« Ces dernières années, toute ma vie est une série de miracles », a-t-il déclaré lors d’une interview avec le journaliste en exil critique du Kremlin, Alexandre Pliouchtchev.
Boris Nadejdine, 63 ans, fait partie des rares personnes en Russie à dénoncer publiquement le président Vladimir Poutine et l’offensive russe en Ukraine, sans être en prison ou en exil.
Récemment, il a fustigé « les conséquences de la guerre », citant la « crise du carburant » causée par les frappes ukrainiennes et accusant le président russe d’avoir plongé le pays dans « l’isolationnisme » et « l’autoritarisme ».
Lundi, il a été brièvement arrêté dans la région de Moscou dans le cadre de poursuites lancées contre lui pour « démonstration de symboles extrémistes ».
Il lui est reproché d’avoir publié une vidéo en 2023 dans laquelle figure une photo de l’opposant Alexeï Navalny, condamné notamment pour « extrémisme » avant son décès dans une prison de l’Arctique en février 2024.
M. Nadejdine doit comparaître vendredi dans la banlieue de Moscou pour cette affaire administrative dans laquelle il encourt 15 jours d’emprisonnement, selon l’agence TASS.
Vendredi, il a également été placé sur la liste des « agents de l’étranger », un statut impliquant de nombreuses contraintes sous peine d’amendes ou d’emprisonnement.
Sa candidature aux élections législatives, pour laquelle il rassemblait des signatures, est désormais fortement compromise.
Fin 2023, cet ancien député à la Douma (2000-2003) s’était déjà lancé dans la campagne présidentielle: il était alors le seul opposant à Vladimir Poutine et à son offensive en Ukraine à se présenter pour le scrutin de mars 2024.
Mais en février 2024 les autorités électorales avaient rejeté sa candidature, en soutenant avoir trouvé des irrégularités dans les 100.000 signatures recueillies.
Depuis l’attaque massive contre l’Ukraine, le pouvoir russe a fortement accru ses répressions, emprisonnant des centaines de critiques du conflit.
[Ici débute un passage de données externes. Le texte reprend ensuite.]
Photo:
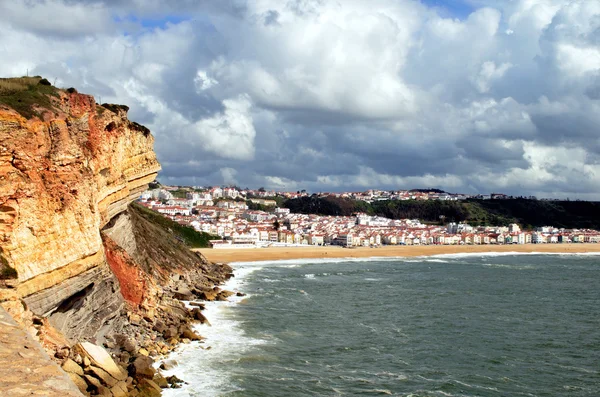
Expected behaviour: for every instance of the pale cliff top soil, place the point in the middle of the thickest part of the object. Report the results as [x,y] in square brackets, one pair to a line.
[25,368]
[281,253]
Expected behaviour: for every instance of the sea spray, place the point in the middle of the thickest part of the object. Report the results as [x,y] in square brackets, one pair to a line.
[475,325]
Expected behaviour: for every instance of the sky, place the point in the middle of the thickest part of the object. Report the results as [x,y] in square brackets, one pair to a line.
[469,96]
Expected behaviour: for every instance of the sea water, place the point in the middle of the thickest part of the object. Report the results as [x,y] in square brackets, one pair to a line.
[454,325]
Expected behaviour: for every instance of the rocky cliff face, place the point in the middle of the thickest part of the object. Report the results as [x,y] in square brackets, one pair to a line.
[61,181]
[77,262]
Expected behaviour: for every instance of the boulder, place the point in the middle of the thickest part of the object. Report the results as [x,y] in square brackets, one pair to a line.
[79,382]
[100,358]
[119,390]
[197,315]
[174,381]
[142,368]
[126,343]
[186,332]
[149,388]
[170,332]
[168,364]
[104,376]
[223,295]
[160,381]
[183,294]
[71,366]
[208,295]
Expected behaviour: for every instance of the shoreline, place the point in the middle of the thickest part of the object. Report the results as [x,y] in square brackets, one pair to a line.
[310,252]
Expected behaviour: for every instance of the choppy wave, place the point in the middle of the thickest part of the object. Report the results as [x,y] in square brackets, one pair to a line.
[408,259]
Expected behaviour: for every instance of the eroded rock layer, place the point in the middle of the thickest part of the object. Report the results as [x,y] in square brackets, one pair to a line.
[61,180]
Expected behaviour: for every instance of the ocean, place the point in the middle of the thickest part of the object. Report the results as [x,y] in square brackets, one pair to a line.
[450,325]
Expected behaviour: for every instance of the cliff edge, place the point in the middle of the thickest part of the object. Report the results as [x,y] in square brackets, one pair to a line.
[78,264]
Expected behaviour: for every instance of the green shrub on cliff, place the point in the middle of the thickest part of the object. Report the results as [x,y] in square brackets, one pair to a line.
[27,95]
[184,234]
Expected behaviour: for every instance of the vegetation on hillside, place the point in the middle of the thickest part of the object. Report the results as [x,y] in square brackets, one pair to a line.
[528,213]
[27,95]
[185,234]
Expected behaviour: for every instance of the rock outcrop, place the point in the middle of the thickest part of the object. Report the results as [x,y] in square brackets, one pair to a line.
[82,269]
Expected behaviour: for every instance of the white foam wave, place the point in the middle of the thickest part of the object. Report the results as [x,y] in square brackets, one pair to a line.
[407,259]
[201,364]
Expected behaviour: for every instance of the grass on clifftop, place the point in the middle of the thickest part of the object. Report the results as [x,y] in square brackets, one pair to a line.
[27,94]
[186,234]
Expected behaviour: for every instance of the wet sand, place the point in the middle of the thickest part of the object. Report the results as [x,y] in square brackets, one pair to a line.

La quasi-totalité des opposants sont désormais emprisonnés, morts ou en exil à l’étranger.
« J’espère que je resterai en vie, libre et en Russie », a déclaré M. Nadejdine dans l’interview publiée mardi.
Mais il n’a pas exclu non plus de devoir quitter le pays si la menace d’un emprisonnement prolongé se précisait, disant ne pas vouloir « répéter » le parcours d’Alexeï Navalny.